After listening to the guys at the audionowcast discuss the people most influential to them, I figured I wanted to start a thread here and discuss this with the rest of you guys. here's a list of the people and things that were and are the most influential on me and my audio career.
The process of making this list has filled me with gratitude both for my lot in life and for the people I have around me. This gig sure beats washing dishes.
real people
my parents - who supported my decision to pass on what could have been a scholarship to anywhere out of high school and head to a little community college in West Texas to pursue audio, supported my decision to move to Dallas to pursue audio, supported my decision to intern at DAPG ("you're going to work for free?") and continue to support me to this day.
my wife - who tolerates my constant need to "pull over for a few minutes and record the wind over there" while we're on road trips, my need to spend our hard earned $ on mics and recorders, the hours I spend at the office, and the fact that I love my company enough to not really ever want to move away from Dallas.
my boss - Roy, who gave me a shot when I was 21 and trained me from the ground up. who continues to put faith and trust in my abilities, and who listens openly to any suggestions I may have about any facet of audio or the business of audio.
my coworkers - especially Brad who is both cooler than me and more naturally talented than me. He's constantly challenging my perceptions and pushing me to be better at what I do.
my professors at school - especially Jerry Stoddard and Stuart Moody who were consummate professionals and would not rest until we bunch of long haired wannabees understood mic theory, signal flow, electronics, troubleshooting, eq, compression, et all. they also let us record our music in the awesome studios there.
internet people (in no specific order)
Miguel Isaza - tireless curator of all things audio at desigingsound.org and sonic-terrain.com
Tim Prebble - author of one of the strongest sound design blogs out there. Tim is eternally giving with his knowledge and techniques both on his blog and in this forum and others. I've learned immensely just by standing back and watching.
Michael Raphael - Michael and I tweet and IM back and forth a fair amount, and he's become a very trusted extra set of ears to help evaluate my stuff as I help listen to his.

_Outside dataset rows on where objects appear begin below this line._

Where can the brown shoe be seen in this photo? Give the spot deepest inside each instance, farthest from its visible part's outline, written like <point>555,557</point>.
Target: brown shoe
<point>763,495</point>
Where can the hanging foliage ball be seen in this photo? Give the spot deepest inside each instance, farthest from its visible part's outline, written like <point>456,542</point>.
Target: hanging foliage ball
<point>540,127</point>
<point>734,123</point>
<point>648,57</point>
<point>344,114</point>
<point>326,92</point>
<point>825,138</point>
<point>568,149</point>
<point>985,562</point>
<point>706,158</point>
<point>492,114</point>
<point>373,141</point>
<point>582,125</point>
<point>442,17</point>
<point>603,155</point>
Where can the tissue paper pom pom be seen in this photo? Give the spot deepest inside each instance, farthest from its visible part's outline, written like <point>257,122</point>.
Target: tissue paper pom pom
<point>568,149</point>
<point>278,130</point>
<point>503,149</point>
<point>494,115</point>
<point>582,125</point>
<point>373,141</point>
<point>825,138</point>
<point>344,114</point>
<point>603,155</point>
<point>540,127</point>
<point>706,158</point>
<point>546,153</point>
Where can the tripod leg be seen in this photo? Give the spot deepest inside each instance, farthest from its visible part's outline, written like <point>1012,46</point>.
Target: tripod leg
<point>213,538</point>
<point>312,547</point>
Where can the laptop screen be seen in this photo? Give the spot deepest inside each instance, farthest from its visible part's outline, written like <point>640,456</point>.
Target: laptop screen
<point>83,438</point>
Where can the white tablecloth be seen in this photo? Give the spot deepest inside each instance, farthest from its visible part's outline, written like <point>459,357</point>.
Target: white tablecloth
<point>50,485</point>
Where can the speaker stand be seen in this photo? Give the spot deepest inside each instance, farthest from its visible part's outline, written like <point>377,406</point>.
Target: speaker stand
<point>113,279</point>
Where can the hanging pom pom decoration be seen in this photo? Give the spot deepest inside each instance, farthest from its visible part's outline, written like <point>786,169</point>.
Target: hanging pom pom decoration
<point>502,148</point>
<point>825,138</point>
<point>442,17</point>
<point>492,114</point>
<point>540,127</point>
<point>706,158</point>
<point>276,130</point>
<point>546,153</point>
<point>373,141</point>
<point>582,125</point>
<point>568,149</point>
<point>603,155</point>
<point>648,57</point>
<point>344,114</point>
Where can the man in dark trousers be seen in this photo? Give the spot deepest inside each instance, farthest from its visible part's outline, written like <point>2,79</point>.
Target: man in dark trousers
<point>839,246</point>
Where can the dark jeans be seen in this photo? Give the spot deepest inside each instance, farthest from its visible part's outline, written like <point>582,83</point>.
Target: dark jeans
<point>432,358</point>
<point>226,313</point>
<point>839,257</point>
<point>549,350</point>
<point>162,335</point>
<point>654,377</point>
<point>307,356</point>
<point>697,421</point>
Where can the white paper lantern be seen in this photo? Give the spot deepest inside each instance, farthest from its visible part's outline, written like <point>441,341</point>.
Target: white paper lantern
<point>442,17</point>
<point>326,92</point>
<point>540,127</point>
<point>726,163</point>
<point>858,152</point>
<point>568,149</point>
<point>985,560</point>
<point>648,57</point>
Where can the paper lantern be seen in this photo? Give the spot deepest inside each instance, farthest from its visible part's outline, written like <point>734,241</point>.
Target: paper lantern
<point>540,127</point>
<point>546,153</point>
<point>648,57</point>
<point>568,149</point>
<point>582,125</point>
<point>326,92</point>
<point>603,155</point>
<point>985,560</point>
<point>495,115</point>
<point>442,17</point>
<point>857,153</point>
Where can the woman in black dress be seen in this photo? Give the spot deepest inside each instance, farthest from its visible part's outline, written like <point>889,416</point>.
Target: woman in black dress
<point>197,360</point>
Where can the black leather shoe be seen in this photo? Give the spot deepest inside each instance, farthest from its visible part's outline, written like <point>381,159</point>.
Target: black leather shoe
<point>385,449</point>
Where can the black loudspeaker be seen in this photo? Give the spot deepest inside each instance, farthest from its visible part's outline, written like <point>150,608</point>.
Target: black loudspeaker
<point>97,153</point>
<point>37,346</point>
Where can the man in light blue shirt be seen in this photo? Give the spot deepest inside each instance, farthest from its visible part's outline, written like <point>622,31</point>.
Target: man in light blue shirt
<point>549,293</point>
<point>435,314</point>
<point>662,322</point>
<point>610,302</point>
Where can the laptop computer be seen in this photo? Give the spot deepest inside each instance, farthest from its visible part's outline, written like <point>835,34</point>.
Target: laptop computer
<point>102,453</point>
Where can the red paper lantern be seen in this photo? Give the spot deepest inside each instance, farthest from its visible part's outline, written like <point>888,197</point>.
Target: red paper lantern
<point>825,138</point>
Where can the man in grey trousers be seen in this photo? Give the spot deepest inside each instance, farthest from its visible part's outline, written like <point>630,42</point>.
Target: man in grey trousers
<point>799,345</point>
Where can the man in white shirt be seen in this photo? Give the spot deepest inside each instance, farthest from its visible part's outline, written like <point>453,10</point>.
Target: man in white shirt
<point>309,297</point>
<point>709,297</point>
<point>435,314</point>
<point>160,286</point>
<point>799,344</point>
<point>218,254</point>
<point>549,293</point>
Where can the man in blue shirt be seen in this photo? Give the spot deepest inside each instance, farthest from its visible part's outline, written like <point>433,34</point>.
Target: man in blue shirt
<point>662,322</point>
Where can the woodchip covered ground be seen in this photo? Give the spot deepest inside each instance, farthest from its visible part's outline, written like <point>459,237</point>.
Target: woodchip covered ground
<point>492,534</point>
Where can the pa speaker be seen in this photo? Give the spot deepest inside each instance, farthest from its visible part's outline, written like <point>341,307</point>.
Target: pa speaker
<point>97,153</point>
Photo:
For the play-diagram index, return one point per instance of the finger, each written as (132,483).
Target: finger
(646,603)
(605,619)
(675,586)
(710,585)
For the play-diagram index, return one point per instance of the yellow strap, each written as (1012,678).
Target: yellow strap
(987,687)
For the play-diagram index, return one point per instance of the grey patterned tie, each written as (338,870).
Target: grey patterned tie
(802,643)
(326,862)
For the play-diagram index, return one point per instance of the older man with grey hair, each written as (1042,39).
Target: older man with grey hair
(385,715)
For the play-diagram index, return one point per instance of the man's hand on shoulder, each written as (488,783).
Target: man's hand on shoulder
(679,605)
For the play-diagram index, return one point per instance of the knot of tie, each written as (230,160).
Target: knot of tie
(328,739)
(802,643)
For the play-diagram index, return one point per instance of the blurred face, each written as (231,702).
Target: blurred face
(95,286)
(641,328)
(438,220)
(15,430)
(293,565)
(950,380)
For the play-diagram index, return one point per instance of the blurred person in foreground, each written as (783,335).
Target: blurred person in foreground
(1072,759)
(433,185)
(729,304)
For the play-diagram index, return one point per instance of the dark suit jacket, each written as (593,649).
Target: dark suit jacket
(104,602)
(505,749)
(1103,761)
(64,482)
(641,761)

He also runs rabbitearsaudio.com
Michael Maroussas - Created and maintains The Sound Collector's Club, which both stocks my library and forces me to get out into the world one extra time a month to record something entirely unrelated to any projects I have running, and do it at a high enough level to be proud of.
the people at gearslutz
the people here
the people on twitter
films (in no specific order)
no country for old men - tour de force in the art of using negative space to pull forward tiny details. As a West Texas guy who's spent plenty of time in El Paso, the authenticity and execution of this film is stunning.
transformers - yeah I said it. The first transformers film is paced excellently and is filled with so much top shelf modern sound design it boggles the mind. I find it impossible to watch that film and not learn something.
house of flying daggers - I use this film to show interns what good foley sounds like, as well as how to captivate emotions with open space and tiny moves followed by big ones. The cloth, swords, breaths, mix, and footsteps are the peak of the art.
the matrix - revolutionary sound design throughout. the punches, digital manipulations, white rooms, slow downs, and everything else are without peer.
district 9 - the best creature and scifi weapon sounds IMO, and a masterful documentary style mix. I could watch this 10 times in a row and never be bored with it.
symbol - i saw this film at the asian film festival here in Dallas last year. It takes place half in a white room in Chinese and half in old mexico in spanish. It kind of blew my mind, and I wish I could see it again.
kill bill volume 1 - the battle between lucy liu and the bride at the end has a water fountain in it that inspires me to do specific grounding details in quiet scenes to this day. also the gory sounds and the animation sound designs are awesome. that music soundtrack is also some pretty damn inspired work.
of course there are countless others that can be added to each list, but these are the top people/films in each in my world. what about you?